Diamanten machen aus Atommüll Batterien

Britische Forscher haben einen Prozess entwickelt, mit dem aus dem radioaktiven Kohlenstoffisotop C 14 Batterien gefertigt werden können.

In Kernkraftwerken wird Graphit, eine Form von Kohlenstoff, eingesetzt um die nukleare Kettenreaktion im radioaktiven Material zu kontrollieren. Durch die Strahlung verwandelt sich ein Teil des Kohlenstoffs in das radioaktive Isotop C 14. Dieses fällt normalerweise als Atommüll an. Britische Forscher der Universität Bristol haben eine Methode gefunden, aus diesem radioaktiven C 14 Batterien zu konstruieren. Dazu werden die C 14 Blöcke erhitzt, wodurch die äußere Graphitschicht, in der die Radioaktutivität konzentriert ist, in die Gasphase übergeht. Aus dem Gas werden dann unter hohem Druck und Temperatur künstliche Diamanten gepresst. Diese erzeugen, wenn sie radioaktiver Strahlung ausgesetzt sind, einen schwachen elektrischen Strom.

Da das Material selber strahlt, wird so dauerhaft Elektrizizät abgegeben. Um die Strahlung abzublocken, wird eine zweite Diamantschicht aus nicht radioaktivem Kohlenstoff als Schutzhülle um die nukleare Batterie gelegt. Da C 14 nur Betastrahlung abgibt, kann so die gesamte Strahlung abgeschirmt werden. Eine Batterie aus einem Gramm C 14 könnte so etwa 15 Joule pro Tag liefern. Das ist weniger als eine AA-Batterie. Allerdings würde eine solche Stromquelle auch nach 5730 Jahren noch die Hälfte ihrer Leistung bringen. "Wir sehen diese Batterien in Situationen, in denen es nicht möglich ist, Stromquellen zu tauschen oder aufzuladen. Die offensichtlichsten Anwendungen wären in Herzschrittmachern, Satelliten, Raumsonden und Drohnen für den Dauerbetrieb", sagt der beteiligte Forscher Tom Scott.

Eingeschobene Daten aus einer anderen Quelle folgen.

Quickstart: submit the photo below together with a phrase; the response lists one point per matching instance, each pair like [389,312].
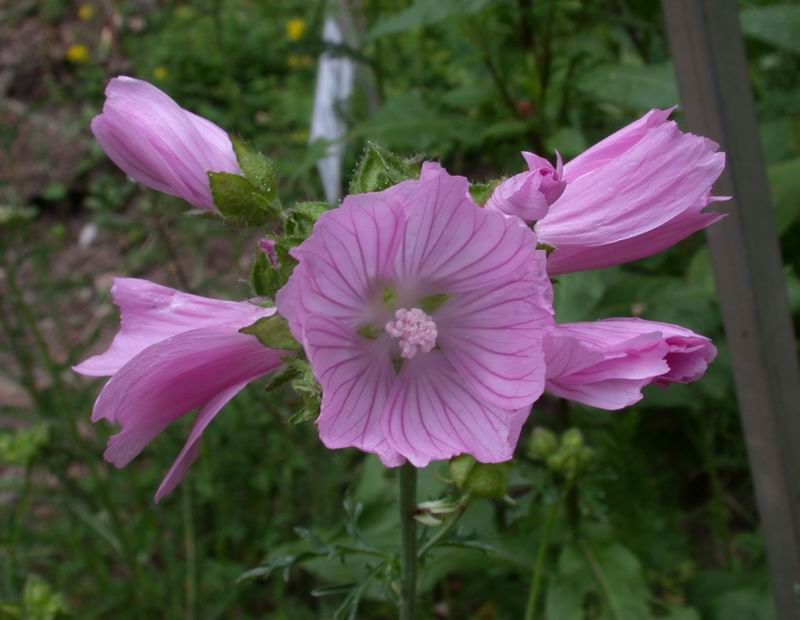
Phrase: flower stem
[408,540]
[544,542]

Allein im vereinigten Königreich sollen derzeit 95.000 Tonnen Graphit aus Reaktoren liegen, die zu Batterien werden könnten. Zu beachten ist aber, dass die Methode nur für bestimmte, schwach strahlenden Abfälle funktioniert und dass die inneren Teile der Graphitblöcke, die übrigbleiben, immer noch strahlen, wenn auch deutlich schwächer als vor der Behandlung. Laut den Forschern wäre so aber zumindest ein Teil des radioaktiven Abfalls sicher und nützlich verstaut.